Na pewno nie jest monotonny. Słodycz virginii w sposób doskonały koresponduje z wieloaspektowością latakii, a w tle przygrywa coś kuszącego, smakowitego (choć trudno nazwać to rumem – czy wspominałem już, że mógłbym psioczyć i psioczyć na speców od reklamy?) oraz sycącego. Owe „coś” nigdy nie przebija się na pierwszy plan, jest raczej wyjątkowo ważnym aktorem drugoplanowym. I, bądźmy szczerzy, oscarowa to rola!
Drugą stroną medalu jest to, że pali się dosyć trudno i często gaśnie – być może to wynik nadnaturalnej wilgotności. Nie ma jednak mowy, by przegrzać fajkę tym tytoniem. Chyba w żadnej innej mieszance lepiej nie sprawdza się powiedzenie, że latakia jest synonimem chłodnego palenia. Navy Flake jest zatem wyrobem dla bardziej doświadczonych fajczarzy, choć i nowicjusze mogą wyciągnąć z niego niejaką naukę oraz przyjemność. Jednak tylko pod warunkiem, że mają niezwykłą ciekawość, ponadprzeciętną cierpliwość oraz zapałek pod dostatkiem.

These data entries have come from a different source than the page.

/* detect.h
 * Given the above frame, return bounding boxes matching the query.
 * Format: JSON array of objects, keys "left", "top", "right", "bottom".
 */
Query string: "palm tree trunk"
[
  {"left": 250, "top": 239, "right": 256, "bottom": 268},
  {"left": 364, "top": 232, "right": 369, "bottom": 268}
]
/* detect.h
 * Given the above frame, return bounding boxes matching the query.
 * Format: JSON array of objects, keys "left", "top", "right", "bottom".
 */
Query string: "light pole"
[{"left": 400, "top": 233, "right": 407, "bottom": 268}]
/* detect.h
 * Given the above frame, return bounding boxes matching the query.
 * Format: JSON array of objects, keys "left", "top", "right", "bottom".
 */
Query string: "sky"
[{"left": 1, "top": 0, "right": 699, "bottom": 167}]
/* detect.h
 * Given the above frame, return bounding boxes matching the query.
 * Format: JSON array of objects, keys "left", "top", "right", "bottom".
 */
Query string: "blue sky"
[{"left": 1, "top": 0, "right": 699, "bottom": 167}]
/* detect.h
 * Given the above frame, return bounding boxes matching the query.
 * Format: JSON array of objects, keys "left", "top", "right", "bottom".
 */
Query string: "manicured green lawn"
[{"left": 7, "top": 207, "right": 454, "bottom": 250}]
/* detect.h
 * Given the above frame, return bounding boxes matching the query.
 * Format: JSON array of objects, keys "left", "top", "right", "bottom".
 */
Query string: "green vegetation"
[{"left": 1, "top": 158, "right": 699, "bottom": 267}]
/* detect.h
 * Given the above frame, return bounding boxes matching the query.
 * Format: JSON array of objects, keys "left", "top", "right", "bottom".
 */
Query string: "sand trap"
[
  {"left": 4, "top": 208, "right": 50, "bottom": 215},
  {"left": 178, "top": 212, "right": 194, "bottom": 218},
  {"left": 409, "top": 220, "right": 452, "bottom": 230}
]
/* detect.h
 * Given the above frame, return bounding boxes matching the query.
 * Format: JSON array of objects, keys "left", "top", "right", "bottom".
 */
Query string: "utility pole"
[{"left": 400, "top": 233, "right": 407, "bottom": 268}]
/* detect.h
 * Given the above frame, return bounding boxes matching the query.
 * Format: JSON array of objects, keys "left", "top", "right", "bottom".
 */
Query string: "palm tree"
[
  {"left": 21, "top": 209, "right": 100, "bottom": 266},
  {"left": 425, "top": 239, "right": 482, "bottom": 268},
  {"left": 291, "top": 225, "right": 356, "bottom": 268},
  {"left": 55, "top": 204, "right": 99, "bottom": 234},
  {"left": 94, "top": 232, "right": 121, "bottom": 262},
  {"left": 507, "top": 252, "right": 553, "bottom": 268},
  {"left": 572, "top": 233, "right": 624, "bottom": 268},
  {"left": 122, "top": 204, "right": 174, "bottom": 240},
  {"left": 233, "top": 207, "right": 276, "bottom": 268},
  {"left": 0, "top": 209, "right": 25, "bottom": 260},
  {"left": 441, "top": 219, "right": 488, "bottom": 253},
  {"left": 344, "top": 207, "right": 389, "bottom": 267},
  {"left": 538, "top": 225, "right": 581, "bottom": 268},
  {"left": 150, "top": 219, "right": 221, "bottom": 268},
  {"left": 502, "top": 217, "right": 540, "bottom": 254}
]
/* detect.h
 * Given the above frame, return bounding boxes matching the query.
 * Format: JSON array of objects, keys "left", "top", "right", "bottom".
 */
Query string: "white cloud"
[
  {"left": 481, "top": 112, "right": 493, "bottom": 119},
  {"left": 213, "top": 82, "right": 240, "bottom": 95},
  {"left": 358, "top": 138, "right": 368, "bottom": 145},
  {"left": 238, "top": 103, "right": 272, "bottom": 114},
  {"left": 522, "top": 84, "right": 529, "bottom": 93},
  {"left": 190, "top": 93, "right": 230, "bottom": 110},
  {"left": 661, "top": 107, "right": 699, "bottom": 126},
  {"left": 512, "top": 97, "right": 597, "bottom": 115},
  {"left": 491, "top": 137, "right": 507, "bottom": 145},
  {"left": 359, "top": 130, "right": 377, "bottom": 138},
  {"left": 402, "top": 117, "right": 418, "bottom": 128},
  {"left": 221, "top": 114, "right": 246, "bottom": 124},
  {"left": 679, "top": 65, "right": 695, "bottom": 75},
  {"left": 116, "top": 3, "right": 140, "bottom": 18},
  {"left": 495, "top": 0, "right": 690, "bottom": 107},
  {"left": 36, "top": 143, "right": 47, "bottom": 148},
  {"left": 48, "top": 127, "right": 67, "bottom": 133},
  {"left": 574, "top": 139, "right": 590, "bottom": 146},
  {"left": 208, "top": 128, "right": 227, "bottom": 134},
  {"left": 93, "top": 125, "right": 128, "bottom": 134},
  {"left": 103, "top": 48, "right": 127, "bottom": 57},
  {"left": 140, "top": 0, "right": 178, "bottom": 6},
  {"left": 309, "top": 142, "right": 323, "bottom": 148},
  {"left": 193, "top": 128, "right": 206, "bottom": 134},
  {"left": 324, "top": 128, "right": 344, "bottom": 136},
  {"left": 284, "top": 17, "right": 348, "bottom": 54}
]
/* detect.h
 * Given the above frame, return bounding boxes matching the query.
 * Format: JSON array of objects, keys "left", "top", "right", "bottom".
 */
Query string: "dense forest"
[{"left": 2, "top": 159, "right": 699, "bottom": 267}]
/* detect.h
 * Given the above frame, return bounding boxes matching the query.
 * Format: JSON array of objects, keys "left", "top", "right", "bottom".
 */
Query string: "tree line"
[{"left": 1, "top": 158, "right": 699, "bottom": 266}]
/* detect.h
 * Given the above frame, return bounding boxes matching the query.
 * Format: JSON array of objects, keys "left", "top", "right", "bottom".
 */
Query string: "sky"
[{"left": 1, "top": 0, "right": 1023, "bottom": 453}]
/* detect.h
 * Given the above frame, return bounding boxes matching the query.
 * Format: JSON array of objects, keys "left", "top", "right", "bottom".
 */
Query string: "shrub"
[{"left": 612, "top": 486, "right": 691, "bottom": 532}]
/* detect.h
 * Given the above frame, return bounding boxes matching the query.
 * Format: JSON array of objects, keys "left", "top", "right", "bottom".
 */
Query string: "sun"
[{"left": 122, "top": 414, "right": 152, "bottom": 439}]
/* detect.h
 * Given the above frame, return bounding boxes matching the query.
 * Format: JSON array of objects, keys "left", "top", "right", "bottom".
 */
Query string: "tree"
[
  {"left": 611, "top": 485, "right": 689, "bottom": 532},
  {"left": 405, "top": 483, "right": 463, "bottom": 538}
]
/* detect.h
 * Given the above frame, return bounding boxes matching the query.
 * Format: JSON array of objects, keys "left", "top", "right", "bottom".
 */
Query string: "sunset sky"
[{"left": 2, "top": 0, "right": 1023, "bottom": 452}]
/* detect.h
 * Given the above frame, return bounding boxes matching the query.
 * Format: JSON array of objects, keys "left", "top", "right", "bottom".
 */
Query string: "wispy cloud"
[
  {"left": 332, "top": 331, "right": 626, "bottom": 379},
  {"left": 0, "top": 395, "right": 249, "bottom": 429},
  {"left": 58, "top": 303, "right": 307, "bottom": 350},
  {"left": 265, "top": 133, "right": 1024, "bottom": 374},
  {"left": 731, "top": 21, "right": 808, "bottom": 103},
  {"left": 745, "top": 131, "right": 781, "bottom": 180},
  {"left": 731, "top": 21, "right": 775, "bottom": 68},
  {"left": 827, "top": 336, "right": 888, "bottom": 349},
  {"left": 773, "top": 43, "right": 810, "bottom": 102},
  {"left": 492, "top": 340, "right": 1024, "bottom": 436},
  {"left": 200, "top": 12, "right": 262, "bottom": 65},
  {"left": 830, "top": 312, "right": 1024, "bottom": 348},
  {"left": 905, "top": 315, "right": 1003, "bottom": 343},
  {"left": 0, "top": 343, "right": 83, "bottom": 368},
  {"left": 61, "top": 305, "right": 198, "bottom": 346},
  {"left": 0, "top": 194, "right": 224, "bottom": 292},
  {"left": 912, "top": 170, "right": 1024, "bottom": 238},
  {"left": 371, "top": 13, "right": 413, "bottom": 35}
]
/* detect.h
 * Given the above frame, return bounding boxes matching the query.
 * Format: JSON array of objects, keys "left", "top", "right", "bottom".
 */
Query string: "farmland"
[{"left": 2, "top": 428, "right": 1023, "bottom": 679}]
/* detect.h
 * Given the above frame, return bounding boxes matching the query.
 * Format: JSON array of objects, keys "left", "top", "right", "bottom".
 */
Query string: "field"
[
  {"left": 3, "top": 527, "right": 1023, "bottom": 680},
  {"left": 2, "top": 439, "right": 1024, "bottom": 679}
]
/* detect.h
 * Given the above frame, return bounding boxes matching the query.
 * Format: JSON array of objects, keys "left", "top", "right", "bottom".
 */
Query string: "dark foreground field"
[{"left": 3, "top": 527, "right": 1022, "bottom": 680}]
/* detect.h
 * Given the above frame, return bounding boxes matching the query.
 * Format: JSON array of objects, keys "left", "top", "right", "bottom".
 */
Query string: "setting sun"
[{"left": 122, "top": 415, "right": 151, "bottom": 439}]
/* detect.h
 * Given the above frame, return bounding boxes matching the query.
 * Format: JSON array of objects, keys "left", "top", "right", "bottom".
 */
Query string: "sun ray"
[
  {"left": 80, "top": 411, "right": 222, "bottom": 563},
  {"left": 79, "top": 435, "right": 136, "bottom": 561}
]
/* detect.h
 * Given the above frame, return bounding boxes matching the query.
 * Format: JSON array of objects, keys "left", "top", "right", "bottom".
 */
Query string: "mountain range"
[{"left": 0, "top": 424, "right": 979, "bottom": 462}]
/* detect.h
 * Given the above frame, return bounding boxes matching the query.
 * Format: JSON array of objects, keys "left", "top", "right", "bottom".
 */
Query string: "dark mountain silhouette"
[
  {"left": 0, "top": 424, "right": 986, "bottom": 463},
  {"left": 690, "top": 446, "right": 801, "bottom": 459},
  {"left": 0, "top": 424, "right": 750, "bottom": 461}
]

Room note – cóż… Zawartość latakii w tej mieszance jest na tyle duża, iż jej specyficzny zapach jest mocno odczuwalny. Z powodu swej wilgotności wszystko jest jeszcze bardziej wzmożone, więc radzę palić w wentylowanym pomieszczeniu, bez obecności osób postronnych, wrażliwych na niedoskonałości zapachowe. Jednak po jakimś czasie można otoczenie przyzwyczaić i do latakii.
Choć ja jestem wyjątkowo cięty na chłopców od reklamy, to w tym przypadku niespecjalnie bym kendallowcom ciosał kołki na głowie. Jak jest rum, to tytoń jest zwyczajowo „navy”. Mój „degustibus” ten rum wyczuwa, i to taki ciemny, kleiście brązowy… Raczej podły.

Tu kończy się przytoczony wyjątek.